Regarded among horror fans as that other desert horror movie starring William Shatner (Kingdom of the Spiders), The Devil’s Rain came in between the time of Star Trek’s cancellation and the eventual big budget Motion Picture series return and finds the ordinarily over-the-top actor playing second fiddle to Academy Award winner Ernest Borgnine’s scenery-chewing antics.  Replete with a ram’s horn and goat-like facial mask, Borgnine gives arguably the most overplayed performance of his entire filmography, completely hamming it up in a role that comes across far funnier than frightening.  Even Tom Skerritt as the film’s other hero can’t help but inadvertently slip on a banana peel or two evading and vanquishing eyeless Satanists in this truly wacky thing.

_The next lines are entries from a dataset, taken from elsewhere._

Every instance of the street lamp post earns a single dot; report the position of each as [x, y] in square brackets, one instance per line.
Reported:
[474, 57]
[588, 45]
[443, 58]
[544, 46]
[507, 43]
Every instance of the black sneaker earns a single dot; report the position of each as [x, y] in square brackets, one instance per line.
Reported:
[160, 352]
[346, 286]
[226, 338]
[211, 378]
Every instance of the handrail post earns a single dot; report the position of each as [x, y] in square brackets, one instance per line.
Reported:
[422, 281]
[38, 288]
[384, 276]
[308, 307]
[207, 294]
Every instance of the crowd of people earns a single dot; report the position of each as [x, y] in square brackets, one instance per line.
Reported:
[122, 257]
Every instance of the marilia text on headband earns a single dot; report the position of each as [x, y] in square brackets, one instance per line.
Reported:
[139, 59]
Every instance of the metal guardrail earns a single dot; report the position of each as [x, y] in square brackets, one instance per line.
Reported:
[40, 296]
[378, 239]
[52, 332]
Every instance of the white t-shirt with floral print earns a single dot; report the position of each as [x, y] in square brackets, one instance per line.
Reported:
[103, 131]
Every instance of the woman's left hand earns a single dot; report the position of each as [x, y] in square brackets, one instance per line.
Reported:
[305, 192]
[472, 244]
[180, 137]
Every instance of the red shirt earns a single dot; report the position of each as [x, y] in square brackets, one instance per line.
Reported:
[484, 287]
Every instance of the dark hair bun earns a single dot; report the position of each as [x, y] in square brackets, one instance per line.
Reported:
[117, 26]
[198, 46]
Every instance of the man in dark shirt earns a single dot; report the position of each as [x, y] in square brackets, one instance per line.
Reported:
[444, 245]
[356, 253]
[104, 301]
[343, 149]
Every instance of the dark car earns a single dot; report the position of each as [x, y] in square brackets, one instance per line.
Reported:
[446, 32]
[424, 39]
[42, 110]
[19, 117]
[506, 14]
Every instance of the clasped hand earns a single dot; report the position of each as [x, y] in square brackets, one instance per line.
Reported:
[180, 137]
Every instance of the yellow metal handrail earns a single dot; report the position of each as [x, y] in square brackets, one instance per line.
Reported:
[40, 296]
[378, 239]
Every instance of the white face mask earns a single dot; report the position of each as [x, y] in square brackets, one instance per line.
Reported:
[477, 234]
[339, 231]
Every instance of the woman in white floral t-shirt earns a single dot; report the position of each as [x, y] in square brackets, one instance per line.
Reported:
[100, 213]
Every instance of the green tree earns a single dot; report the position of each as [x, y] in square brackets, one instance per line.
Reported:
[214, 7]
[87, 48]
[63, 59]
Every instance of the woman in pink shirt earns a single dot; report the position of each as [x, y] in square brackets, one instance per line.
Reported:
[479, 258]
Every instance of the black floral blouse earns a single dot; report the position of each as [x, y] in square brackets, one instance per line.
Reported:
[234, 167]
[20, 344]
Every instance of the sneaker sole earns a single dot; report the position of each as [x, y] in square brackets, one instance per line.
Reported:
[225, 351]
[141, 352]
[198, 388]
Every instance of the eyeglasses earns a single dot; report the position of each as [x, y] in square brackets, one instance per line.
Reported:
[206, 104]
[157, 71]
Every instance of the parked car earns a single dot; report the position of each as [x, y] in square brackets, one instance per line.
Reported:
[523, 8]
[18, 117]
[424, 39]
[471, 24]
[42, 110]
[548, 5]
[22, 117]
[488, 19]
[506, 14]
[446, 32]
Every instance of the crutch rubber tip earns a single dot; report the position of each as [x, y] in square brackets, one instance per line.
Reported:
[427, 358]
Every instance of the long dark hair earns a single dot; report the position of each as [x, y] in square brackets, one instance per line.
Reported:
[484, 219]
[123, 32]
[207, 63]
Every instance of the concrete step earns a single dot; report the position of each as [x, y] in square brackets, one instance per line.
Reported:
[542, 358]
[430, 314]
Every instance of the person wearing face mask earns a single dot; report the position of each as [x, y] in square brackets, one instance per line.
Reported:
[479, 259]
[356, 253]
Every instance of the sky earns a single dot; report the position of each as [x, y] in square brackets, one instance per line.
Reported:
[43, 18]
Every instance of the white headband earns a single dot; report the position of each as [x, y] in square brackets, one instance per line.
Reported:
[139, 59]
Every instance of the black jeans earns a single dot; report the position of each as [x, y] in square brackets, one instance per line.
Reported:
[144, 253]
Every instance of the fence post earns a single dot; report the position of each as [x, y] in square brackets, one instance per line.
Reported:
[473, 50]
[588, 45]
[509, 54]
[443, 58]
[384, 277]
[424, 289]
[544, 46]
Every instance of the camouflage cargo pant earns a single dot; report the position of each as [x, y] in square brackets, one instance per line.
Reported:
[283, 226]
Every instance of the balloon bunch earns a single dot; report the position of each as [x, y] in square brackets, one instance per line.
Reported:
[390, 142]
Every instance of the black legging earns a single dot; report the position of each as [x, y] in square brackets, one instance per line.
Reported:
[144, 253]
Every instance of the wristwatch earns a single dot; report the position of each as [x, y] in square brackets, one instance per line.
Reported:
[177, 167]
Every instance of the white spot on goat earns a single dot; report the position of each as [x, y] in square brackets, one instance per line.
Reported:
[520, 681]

Despite the unintentional hilarity and lunacy onscreen, The Devil’s Rain is a handsomely lensed devil horror movie photographed exquisitely in Todd AO widescreen by Alex Phillips, Jr., exploiting the desert landscape and bizarre set pieces beautifully.  The film also boasts a curiously avant-garde score by Al De Lory, touching on Sir Peter Maxwell Davies’ iconic atonal soundtrack for Ken Russell’s vastly superior The Devils, placing the listener like the film’s hapless protagonists in uncharted territory. 

As the film unspools during the opening credits with macabre paintings of Hell by Hieronymus Bosch, one gets the sense they’re in for a devilish horror moviegoing experience.  That the skillful technical merits and use of Bosch’s timelessly disturbing artwork ultimately amounts to such campy, silly fare is somewhat disappointing but fans of this kind of gonzo horror filmmaking will have plenty to chew on here. 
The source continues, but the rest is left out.